“I’m really good at putting ships in the water and starting them moving. Innovation Guelph showed me how to align them as a fleet and get them moving in the same direction.” — Harsch Khandelwal, CEO, The KAIN Group

A Kitchener-based real estate investment firm is getting in shape for a breakout year after the Innovation Guelph (IG) team helped reorganize its business units and develop a new corporate vision and mission with employee support and buy-in.

The KAIN Group invests in and manages residential and commercial real estate across North America, primarily retail and office space in Ontario and multi-unit residential properties in Florida. Established in 2000, the family-run enterprise also includes a tech-sector arm that provides software development and IT consulting services, and a U.S.-based construction company.

However, while its assets were growing, the company’s structure was challenging to manage. CEO Harsch Khandelwal knew he needed help, and after bringing tech-sector start-up veteran Anne Dixon on board as VP Operations in 2016, The KAIN Group leadership team approached IG.

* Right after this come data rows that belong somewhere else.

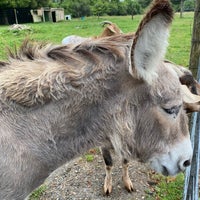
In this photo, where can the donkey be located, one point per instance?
(191, 101)
(58, 101)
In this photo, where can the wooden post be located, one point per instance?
(16, 20)
(195, 44)
(181, 9)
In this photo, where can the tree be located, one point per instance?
(99, 8)
(195, 48)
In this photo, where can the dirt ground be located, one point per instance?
(83, 180)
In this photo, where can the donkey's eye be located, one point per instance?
(172, 110)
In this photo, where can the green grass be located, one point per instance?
(37, 193)
(178, 52)
(166, 188)
(179, 41)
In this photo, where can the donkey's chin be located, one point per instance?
(173, 161)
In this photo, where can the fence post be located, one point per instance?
(191, 187)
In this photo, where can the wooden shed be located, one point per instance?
(46, 14)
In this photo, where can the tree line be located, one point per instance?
(79, 8)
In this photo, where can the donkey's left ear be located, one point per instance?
(150, 42)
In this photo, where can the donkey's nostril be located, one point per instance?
(187, 163)
(183, 164)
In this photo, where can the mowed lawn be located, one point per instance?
(179, 42)
(178, 52)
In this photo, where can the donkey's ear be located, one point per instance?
(150, 41)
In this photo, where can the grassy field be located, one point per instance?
(178, 52)
(179, 42)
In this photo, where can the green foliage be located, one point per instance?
(188, 5)
(99, 8)
(166, 188)
(179, 41)
(23, 3)
(36, 194)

“I’m really good at putting ships in the water and starting them moving,” says Khandelwal. “Innovation Guelph showed me how to align them as a fleet and get them moving in the same direction.”

As an IG Fast Lane client, The KAIN Group worked with a team of mentors and industry specialists on a three-month Tune Up Project focused on three key areas:

  • CEO and leadership team skills coaching: with IG mentors Mark Goldberg and Steve Barrett
  • HR strategy and organizational design: led by IG industry specialist Ian McGinty
  • Financial practices: with CFO coaching provided by Roman Ciecwierz, IG industry specialist

“It’s amazing how far they’ve come in just a few months,” says Goldberg, who along with Barrett worked with The KAIN Group as a part-time embedded executive for six weeks. “Their success is a great example of the power of the Fast Lane program. We were able to bring together a diverse group with a wide range of expertise to help Harsch and his team reorganize their five business units and think strategically about how to solve the challenges that they face.”

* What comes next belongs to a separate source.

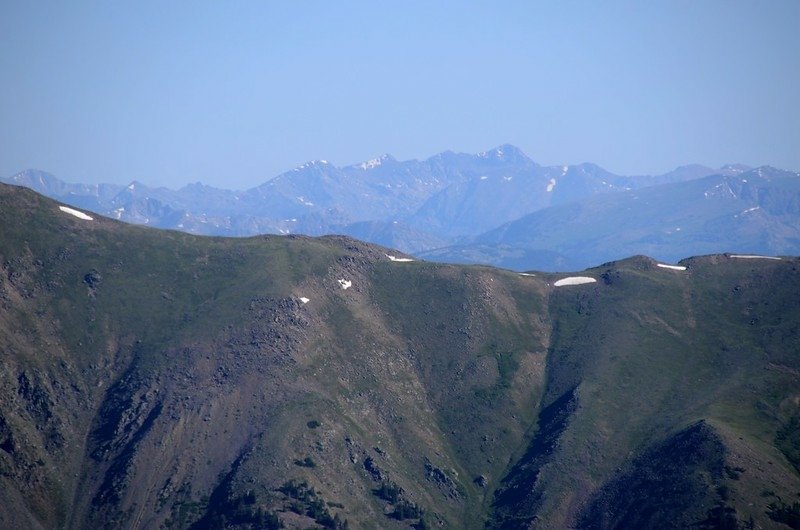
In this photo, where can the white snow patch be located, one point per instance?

Goldberg and Barrett recommended a 90-day “strategic sprint” designed to break up a complex change process into focused, achievable goals in key areas including: articulating a vision and achieving buy-in across the organization; conducting town halls with employees and stakeholders in Tampa, Fla.; developing key performance indicators (KPI) to measure progress, and aligning the goals and expectations of each business unit to support change and the overall priorities of entire organization.

“It’s mind-blowing how much you can get done in these strategic sprints,” says Barrett “And it gets better the more you do it. The organization begins to thrive on the cadence, and it’s really good for the leadership team because you run hard for a short period of time, then give yourself permission to take a breather before the next one.”

The Fast Lane project also addressed some key HR gaps, such as hiring two experienced Spanish-speaking property/operations managers in Florida, developing current and future organizational charts, guiding development of team mandates, and documenting best practices for compensation and hiring.

The town hall meeting in Tampa brought together the company’s Florida-based construction, maintenance and property management units to address issues that were impeding growth. For example, blurred lines of responsibility and reporting — and in some cases, language and cultural barriers — were making it difficult to co-ordinate maintenance efforts to deal with a backlog of work required to make vacant units fit for occupancy. Frank discussions and focused breakout sessions made the town hall a big success.

“Those sessions are hard, especially the first time around. But they ate it up,” Dixon says.

Working with the IG team has brought total clarity into the organization, she adds.

“Now we know who does what, we know exactly where the money comes from and where our expenses are,” says Dixon. “For the first month, my weekly call with the team in Florida was just painful because I didn’t even know what to ask. So I changed my approach and turned it into a ‘thank you for educating me’ type of conversation and they became more open to talking with me and explaining what they do. It’s not so much me checking on them but them educating me about the business.”

Barrett and Goldberg praised The KAIN Group for being a highly coachable team. Being open to new approaches has led to a new corporate vision, values, strategy and structure that will enable The KAIN Group to scale its business well beyond Florida.

“They really sold me on the idea of core values and vision, and the importance of having people within the organization align with that vision. That led to buy-in for the strategic planning process,” says Khandelwal, adding that the company will apply strategic rigour to all its business practices as it continues to implement change and that everything is on the table.

“It’s starting to feel like our individual ships are turning into a formidable fleet.”